The credit impact of private ownership on an insurer hinges on the owner’s strategy, including influence on the insurer’s business plans, investments, capital management and dividends, Fitch Ratings said in a briefing note on 14 February. 

Fitch said private ownership of insurers has been in the spotlight in Europe after Zurich’s plan to sell a book of life policies to German consolidator Viridium, majority-owned by a private equity firm, was called off in January 2024.

"Some private equity firms may prioritise short-term gains for shareholders over longer-term considerations for policyholders and debt holders. This may result in riskier business and investment strategies for the insurers they own, and aggressive extraction of capital, which is credit negative. In addition, financial disclosures tend to be less transparent due to the lack of public reporting requirements.

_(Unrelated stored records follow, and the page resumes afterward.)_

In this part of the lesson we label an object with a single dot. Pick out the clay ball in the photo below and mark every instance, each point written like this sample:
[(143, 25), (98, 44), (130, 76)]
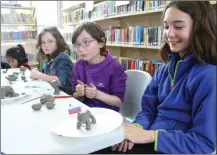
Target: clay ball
[(37, 106)]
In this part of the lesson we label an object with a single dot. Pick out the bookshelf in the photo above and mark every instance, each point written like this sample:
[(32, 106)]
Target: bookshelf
[(136, 13), (19, 26)]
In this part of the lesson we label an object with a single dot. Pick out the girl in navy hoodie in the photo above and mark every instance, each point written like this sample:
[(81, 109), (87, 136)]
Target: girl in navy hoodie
[(179, 106), (17, 57)]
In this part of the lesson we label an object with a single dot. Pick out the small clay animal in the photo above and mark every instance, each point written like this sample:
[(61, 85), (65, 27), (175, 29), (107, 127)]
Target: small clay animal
[(37, 106), (22, 68), (55, 85), (8, 91), (24, 78), (84, 118), (50, 105), (46, 98), (12, 78)]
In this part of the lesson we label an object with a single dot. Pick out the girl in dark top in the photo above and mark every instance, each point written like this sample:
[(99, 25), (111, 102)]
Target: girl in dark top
[(17, 57)]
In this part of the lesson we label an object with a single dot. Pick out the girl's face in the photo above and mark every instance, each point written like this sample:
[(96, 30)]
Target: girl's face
[(88, 48), (48, 43), (177, 30), (13, 62)]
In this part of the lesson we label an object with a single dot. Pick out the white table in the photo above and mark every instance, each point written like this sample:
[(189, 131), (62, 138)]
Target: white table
[(26, 132)]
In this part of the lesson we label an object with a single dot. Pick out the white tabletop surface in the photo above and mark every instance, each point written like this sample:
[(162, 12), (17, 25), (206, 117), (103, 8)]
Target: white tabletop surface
[(24, 131)]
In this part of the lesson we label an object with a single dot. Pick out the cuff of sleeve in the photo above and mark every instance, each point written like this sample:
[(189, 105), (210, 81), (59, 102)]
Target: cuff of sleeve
[(156, 139), (138, 125)]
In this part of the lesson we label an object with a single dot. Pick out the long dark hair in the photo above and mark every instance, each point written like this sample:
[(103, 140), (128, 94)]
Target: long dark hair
[(61, 44), (17, 52), (203, 37), (95, 32)]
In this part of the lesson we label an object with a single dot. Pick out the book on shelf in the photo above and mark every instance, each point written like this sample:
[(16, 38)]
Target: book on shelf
[(18, 35), (108, 9), (138, 35), (149, 66), (7, 18)]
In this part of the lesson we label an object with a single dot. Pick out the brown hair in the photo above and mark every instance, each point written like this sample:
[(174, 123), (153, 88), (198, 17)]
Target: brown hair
[(61, 44), (95, 32), (203, 37)]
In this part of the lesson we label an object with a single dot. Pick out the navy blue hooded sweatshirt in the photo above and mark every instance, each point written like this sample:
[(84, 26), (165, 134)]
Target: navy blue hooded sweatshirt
[(180, 104)]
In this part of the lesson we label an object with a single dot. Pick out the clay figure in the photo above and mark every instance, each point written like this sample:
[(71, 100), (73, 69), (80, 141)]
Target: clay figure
[(22, 68), (37, 106), (55, 85), (24, 78), (46, 98), (8, 91), (84, 118), (50, 105), (12, 77)]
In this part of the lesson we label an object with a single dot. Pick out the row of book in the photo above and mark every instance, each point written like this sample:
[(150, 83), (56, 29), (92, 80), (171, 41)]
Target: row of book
[(138, 35), (8, 18), (149, 66), (108, 8), (18, 35)]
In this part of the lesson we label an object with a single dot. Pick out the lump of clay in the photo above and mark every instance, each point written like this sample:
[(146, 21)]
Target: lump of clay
[(8, 91), (55, 85), (22, 68), (46, 98), (12, 77), (84, 118), (50, 105), (24, 78), (37, 106)]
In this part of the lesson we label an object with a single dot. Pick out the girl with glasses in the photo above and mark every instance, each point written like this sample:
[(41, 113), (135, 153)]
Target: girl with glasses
[(98, 79)]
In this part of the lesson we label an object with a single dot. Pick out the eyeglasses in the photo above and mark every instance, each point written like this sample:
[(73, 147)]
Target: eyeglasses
[(49, 42), (84, 44)]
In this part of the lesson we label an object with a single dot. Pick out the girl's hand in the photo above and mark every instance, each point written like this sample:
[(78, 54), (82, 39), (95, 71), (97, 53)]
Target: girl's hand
[(138, 135), (80, 88), (123, 146), (91, 91)]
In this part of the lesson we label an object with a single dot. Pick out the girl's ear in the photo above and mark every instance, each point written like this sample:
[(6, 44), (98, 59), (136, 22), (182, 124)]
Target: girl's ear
[(101, 44)]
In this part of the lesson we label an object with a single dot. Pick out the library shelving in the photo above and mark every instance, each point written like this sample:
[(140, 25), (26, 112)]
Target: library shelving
[(19, 26), (133, 31)]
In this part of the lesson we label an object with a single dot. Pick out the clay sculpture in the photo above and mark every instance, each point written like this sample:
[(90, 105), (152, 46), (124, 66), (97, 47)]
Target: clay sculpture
[(55, 85), (8, 91), (50, 105), (47, 98), (12, 77), (24, 78), (84, 118), (22, 68), (37, 106)]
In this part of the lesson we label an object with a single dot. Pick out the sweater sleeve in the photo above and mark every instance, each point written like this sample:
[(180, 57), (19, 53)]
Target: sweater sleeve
[(150, 103), (201, 138)]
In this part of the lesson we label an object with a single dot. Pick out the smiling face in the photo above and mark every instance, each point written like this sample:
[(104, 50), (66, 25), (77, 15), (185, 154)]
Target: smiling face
[(177, 30), (48, 43), (88, 48)]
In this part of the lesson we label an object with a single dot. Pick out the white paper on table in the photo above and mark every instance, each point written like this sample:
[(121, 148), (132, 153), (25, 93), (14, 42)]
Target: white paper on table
[(89, 6), (119, 3)]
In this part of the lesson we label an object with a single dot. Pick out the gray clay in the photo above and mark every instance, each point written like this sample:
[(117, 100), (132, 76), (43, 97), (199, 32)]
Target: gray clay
[(12, 77), (37, 106), (55, 85), (22, 68), (8, 91), (50, 105), (24, 78), (84, 118), (47, 98)]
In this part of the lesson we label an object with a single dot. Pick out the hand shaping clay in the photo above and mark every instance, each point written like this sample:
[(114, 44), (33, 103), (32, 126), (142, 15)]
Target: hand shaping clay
[(37, 106), (50, 105), (47, 98), (8, 91), (55, 85), (84, 118)]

"In developed markets, regulatory oversight significantly limits the risks that are often associated with privately owned insurers. In most cases, regulatory approval is required for a change of ownership or senior management, and privately owned insurers are subject to the same regulation as publicly owned insurers, including scrutiny of governance and risk management frameworks."

Fitch continued that private ownership is not, in itself, automatically credit negative for insurers.

"We assess each case on its own merits in accordance with our Insurance Rating Criteria. For ownership to potentially influence the insurer’s ratings, the owner has to exercise control, as is usually the case with 100% ownership or if there are very strong operational, governance or financial ties.

"Private ownership may be negative for the ratings if the owner has weaker credit quality than the insurer or is likely to govern in an adverse manner. Conversely, if the owner has stronger credit quality and is likely to be supportive, the ownership may be positive for the ratings.

"In assessing the credit implications of private ownership, we focus, in particular, on the owner’s influence on the insurer’s business plans, investment and capital management strategies, and policies for shareholder dividends and capital returns.

"For example, rapid growth through aggressive sales could increase reputational and regulatory risks, while underpricing to gain market share could lead to financial losses. A riskier investment strategy in pursuit of higher returns could also be credit negative. Capital management is among the most important considerations, given the prevalence of private equity firms focused on short-term gains for shareholders."

Fitch further highlighted how the IMF flagged the vulnerabilities of privately owned life insurers in its October 2023 Global Financial Stability Report, "citing their exposure to illiquid investments, sometimes controlled by the private equity firms themselves – a notable theme in the US life sector.

"When the Zurich-Viridium transaction was called off, Viridium cited its ownership structure as a factor in the decision. Viridium is majority owned by Cinven, a UK private equity firm. Cinven also owned the Italian life insurer Eurovita, whose policies were transferred to a newly established entity owned by several other insurers following a capital shortfall and intervention by the Italian insurance regulator last year."